Energy independence and security
It's a fact that fossil fuel reserves are seen around the globe as a strategic defense asset. Coupe stated that "global population is at 7 billion and we are on our way to 9.6 billion by 2050 which means that finite fossil fuels will be gobbled up in a relatively short amount of time if we don’t start reducing consumption immediately. From a national defense standpoint, it’s worth noting that fossil fuels are necessary to protect our border and to project force around the globe with fighter jets and naval assets. Thus it is logical to conclude that the nation that conserves its reserves for the longest period of time will be the strongest country on earth." Under this scenario, there is zero downside risk to America maximizing energy efficiency and using its domestic underground fossil fuels as stingily as possible to foster a transition to renewable energy combined with battery storage and microgrids.
Another way that solar contributes to energy independence and security is the role it plays on military bases. Solar + storage solutions enable military bases and outposts to reduce their dependence on diesel fuel—the delivery of which has been known targets in hostile locations. Today the US Department of Defense is the largest acquirer of renewable energy in America.
A growing industry
The solar industry should be confident that a Trump administration has many reasons not to stop or slow this growing industry.
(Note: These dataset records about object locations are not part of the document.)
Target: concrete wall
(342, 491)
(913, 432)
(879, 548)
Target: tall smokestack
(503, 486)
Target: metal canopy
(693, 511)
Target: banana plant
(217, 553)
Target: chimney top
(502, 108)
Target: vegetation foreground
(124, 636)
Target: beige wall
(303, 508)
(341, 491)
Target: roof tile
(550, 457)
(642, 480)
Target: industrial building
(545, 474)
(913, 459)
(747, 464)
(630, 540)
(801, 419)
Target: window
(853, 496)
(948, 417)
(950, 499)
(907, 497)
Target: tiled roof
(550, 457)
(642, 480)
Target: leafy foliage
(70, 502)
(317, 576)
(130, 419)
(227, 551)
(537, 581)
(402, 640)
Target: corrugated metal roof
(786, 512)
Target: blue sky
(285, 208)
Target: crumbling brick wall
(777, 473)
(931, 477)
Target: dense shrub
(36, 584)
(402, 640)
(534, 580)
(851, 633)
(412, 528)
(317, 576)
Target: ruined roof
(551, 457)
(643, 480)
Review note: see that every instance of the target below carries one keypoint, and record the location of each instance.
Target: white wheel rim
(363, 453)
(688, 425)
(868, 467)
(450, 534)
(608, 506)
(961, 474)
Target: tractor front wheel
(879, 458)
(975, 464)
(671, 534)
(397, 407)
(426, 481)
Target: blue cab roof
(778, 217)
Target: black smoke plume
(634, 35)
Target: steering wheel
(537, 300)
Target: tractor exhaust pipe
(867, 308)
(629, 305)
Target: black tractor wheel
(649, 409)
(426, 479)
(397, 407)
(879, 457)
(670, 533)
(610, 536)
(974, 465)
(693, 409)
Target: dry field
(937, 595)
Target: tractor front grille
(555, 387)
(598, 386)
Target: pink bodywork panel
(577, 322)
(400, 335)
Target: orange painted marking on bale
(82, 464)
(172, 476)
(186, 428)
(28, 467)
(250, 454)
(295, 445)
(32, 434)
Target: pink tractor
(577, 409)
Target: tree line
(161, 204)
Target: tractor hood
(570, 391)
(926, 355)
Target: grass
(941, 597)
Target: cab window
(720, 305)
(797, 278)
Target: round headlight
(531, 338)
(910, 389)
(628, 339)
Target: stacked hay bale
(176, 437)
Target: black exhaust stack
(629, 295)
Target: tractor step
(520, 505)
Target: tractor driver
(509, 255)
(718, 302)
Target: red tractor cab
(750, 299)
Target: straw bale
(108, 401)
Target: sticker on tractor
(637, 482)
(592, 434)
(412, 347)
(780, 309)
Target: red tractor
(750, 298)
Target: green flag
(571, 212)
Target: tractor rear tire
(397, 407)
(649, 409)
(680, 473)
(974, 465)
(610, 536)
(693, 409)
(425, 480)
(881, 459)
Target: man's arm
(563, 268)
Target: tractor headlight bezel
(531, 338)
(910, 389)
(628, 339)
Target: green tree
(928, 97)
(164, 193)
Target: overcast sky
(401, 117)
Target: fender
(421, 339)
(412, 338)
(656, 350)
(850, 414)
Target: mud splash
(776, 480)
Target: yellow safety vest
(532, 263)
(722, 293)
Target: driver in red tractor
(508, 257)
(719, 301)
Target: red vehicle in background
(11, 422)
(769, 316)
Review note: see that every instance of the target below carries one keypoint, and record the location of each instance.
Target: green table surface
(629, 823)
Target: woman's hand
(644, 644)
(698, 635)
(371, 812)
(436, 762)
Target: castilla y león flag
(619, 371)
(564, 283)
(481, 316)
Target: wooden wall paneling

SEIA released the following statement following the US presidential election: "We congratulate President-elect Donald Trump for his victory in this historic election. The solar industry, born in America, is creating thousands of jobs and billions of dollars in investments across American communities. SEIA's 1,000 member companies - the great majority of which are small businesses - will continue to innovate and provide clean, competitive, reliable, and affordable energy for all Americans."